Sold a café journal to a woman with short grey hair and tortoiseshell-rimmed glasses, who is a professor of anthropology emeritus at Cal. (She is the second emeritus professor of anthropology to frequent the café, the other being from B.U. I had lived 70-years without meeting an emeritus professor of anthropology, and now I’ve met two. What’re the odds?)
“You’re losing your library,” I said, having read the article in the “Times.”
“A tragedy!” she said – and filled me in on the sit-in, the depth of the depravity, and the chances for a reversal of fortune.
“Why is the university doing this?” said a woman to whom I had said, “Mind her own business” the last time she had butted into a conversation of mine. (See earlier “Adventure” where I am called “Old Geezer.”)
“Because they need to pay the football coach more money,” I said.
“Exactly,” the professor said.
She didn’t have enough cash but I let her take it anyway. She promised to bring me the rest before she and her husband left the country, but she didn’t.

In other news…
1.) My display drew the attention of a very thin sixty-something fellow, dressed in – from top to bottom – baseball cap, unbuttoned camo-shirt over Mount Tam Bikes t-shirt, cut-off jeans above leggings, multi-colored wool socks within paratrooper-length canvas lace-up boots and accessorized with multiple rings and bracelets. He had been born in Marin but not, he made clear, to affluence and, four years ago, had decamped for Mexico because the US had become unbearable. He is a journalist, specializing in politics and the environment, with 30-years of credits with “The Progressive” and was in town for Wavy Gravy’s 87th birthday celebration. In the course of a lengthy rap, which included no questions of me, he dropped the names of, among others, Joan Baez, Peter Coyote, Barbara Dane, Daniel Ellsberg (“Very ill”), Allen Ginsberg, Mountain Girl, Ken Kesey, Pete Seeger, Gary Snyder, (“Not seeing anyone”), and Ron Turner (“Recently lost his wife.”). I can’t say to whom else he would have gotten if he had not been joined by a well-known local political and environmental activist with whom he moved outside to continue conversing for another half-hour.
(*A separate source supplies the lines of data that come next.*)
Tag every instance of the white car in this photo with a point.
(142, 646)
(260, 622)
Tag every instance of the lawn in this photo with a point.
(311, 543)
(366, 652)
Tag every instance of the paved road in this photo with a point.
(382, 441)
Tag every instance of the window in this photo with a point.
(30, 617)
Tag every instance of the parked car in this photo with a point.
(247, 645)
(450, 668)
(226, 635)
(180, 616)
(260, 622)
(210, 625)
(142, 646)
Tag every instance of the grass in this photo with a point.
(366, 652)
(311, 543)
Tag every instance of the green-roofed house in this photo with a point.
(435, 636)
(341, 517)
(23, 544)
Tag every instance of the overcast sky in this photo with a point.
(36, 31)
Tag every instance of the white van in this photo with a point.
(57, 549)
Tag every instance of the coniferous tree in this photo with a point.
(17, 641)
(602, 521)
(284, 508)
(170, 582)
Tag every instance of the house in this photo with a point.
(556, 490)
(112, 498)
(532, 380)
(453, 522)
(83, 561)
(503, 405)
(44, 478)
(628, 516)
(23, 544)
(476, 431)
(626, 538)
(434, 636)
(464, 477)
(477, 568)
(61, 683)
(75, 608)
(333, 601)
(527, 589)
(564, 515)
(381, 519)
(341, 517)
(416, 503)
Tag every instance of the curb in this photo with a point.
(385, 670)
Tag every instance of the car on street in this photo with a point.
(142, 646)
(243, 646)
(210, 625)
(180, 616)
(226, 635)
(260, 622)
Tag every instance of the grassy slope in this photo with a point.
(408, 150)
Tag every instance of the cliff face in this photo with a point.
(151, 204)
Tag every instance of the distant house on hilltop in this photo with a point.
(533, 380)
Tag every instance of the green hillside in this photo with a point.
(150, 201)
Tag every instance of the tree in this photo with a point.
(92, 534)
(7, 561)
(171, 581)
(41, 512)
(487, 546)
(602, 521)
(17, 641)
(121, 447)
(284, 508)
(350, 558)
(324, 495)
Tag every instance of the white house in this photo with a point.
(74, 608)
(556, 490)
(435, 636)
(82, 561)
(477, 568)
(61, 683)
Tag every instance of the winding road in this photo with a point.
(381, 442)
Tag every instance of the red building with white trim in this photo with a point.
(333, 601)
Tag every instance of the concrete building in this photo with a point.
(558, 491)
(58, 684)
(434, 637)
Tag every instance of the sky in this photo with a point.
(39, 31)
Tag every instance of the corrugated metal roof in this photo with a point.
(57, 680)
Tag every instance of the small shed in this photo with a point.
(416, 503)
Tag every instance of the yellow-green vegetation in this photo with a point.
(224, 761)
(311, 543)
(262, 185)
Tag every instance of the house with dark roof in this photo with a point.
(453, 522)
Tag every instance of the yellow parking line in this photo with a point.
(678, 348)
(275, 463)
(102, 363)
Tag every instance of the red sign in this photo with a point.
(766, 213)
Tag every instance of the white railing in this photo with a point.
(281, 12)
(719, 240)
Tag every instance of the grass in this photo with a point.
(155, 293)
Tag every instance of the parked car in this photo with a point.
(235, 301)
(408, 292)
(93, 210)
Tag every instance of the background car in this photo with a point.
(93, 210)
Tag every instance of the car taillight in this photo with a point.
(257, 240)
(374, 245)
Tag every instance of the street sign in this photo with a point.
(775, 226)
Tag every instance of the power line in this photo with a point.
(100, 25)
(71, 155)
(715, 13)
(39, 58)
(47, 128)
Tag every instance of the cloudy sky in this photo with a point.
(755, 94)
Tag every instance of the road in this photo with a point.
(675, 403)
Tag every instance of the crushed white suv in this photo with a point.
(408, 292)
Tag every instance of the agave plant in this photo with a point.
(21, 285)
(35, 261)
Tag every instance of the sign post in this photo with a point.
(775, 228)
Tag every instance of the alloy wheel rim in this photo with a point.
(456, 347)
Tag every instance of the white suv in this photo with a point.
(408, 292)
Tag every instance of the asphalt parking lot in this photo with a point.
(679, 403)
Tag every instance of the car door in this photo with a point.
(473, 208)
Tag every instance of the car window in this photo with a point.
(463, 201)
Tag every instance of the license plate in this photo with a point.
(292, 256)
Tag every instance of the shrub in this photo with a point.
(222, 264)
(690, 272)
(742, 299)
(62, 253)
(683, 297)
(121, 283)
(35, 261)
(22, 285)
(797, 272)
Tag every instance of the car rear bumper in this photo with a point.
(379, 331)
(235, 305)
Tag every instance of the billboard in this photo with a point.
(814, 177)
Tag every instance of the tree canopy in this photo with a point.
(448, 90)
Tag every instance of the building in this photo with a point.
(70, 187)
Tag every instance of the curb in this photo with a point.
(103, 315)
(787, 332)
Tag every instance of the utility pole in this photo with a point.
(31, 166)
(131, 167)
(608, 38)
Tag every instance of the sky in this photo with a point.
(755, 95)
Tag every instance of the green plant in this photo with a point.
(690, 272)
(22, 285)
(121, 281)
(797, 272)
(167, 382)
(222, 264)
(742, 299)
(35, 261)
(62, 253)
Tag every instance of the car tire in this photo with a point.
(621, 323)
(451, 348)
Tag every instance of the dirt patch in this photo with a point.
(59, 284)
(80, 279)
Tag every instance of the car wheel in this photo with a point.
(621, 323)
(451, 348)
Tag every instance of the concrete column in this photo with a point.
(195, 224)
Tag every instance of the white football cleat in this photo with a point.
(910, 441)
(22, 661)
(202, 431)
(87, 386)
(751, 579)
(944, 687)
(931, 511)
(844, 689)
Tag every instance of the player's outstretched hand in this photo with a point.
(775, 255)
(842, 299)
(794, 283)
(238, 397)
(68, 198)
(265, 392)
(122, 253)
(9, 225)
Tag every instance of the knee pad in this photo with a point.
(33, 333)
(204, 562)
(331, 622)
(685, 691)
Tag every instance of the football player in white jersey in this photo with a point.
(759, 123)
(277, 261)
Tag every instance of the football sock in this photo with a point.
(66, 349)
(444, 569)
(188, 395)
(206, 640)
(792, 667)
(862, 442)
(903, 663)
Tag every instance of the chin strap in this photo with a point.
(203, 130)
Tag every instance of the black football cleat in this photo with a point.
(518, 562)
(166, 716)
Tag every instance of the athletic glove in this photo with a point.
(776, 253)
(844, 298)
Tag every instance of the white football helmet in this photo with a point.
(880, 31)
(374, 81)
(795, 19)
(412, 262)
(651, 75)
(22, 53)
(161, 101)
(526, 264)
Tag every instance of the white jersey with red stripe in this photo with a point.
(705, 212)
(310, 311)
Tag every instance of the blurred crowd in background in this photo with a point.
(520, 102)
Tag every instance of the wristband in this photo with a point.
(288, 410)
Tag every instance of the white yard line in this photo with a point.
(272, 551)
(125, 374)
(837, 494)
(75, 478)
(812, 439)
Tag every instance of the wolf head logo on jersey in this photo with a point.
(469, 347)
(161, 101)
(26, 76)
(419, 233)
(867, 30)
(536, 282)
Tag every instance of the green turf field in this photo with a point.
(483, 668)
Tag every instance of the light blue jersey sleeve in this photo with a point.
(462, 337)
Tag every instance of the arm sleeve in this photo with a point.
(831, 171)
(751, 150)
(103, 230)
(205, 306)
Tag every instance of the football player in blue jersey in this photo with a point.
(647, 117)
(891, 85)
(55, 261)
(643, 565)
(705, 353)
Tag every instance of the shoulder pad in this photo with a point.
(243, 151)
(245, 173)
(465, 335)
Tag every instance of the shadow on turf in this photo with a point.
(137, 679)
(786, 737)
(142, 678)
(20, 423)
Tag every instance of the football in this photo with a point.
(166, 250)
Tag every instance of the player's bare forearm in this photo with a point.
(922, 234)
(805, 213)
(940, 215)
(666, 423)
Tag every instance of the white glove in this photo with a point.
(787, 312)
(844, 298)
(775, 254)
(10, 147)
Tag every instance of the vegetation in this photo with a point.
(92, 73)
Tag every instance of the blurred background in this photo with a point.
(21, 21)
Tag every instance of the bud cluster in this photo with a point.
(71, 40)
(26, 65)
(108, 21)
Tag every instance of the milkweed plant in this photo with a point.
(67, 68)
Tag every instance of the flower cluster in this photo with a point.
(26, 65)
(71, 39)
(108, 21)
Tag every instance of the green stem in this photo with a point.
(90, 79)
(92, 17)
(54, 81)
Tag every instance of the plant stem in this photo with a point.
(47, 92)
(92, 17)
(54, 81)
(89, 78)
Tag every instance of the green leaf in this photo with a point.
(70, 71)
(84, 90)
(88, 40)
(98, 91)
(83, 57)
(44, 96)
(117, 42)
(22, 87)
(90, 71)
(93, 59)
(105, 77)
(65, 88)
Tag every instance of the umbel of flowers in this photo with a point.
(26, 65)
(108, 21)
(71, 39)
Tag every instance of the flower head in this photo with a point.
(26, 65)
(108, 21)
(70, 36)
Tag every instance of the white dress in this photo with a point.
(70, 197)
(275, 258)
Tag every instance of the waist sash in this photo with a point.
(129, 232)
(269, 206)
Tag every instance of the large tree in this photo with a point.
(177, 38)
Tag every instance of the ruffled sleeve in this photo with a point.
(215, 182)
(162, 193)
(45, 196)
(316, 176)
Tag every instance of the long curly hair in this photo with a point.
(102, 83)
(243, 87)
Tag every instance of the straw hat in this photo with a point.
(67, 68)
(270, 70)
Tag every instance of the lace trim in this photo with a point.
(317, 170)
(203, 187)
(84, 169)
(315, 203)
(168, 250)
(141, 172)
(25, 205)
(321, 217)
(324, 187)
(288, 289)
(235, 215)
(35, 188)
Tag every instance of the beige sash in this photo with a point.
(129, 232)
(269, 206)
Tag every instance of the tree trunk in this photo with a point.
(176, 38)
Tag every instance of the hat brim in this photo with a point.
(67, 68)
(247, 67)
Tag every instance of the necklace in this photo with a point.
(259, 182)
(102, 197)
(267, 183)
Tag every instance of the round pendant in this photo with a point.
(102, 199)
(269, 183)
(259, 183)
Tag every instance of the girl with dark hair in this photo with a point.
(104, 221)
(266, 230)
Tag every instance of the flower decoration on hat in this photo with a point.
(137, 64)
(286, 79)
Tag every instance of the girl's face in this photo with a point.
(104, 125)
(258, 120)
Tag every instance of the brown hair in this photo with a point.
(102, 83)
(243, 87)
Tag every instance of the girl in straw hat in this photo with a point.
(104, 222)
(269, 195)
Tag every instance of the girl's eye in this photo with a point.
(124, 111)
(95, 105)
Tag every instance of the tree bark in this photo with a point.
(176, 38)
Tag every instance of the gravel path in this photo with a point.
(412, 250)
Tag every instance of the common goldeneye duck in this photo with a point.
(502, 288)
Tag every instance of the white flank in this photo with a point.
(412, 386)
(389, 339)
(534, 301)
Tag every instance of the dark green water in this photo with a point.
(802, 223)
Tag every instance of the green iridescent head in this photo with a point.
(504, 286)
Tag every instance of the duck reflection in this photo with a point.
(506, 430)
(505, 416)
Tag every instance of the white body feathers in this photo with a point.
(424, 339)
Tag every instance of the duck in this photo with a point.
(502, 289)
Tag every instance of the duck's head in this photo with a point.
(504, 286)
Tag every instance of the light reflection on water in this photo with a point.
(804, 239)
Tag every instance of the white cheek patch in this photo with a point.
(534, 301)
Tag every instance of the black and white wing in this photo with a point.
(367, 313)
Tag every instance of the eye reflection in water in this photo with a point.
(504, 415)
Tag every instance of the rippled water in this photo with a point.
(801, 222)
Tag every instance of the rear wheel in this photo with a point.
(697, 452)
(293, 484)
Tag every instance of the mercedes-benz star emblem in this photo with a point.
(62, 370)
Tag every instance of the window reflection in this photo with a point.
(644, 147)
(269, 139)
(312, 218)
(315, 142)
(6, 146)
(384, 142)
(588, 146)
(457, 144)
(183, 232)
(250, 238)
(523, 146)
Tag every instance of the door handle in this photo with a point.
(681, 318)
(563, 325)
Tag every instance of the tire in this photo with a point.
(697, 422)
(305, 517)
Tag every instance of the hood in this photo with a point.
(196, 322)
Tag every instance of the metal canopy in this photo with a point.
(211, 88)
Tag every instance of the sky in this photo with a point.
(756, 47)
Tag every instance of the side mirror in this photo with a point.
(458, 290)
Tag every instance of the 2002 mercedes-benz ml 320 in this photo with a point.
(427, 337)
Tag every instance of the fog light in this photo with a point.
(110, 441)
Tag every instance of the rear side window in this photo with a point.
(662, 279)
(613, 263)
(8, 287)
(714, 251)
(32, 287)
2.) The Introduction to – but not the contract for – my new collection arrived. It is about 1500-words of nice things said about my work from the perspective of someone looking down on one solid block assembled over 20-years, rather than as separate fragments laid one-at-a-time upon the table. It was also cool to have an outsider evaluate who this was and where it came from and how it fit into what I may not have known was there.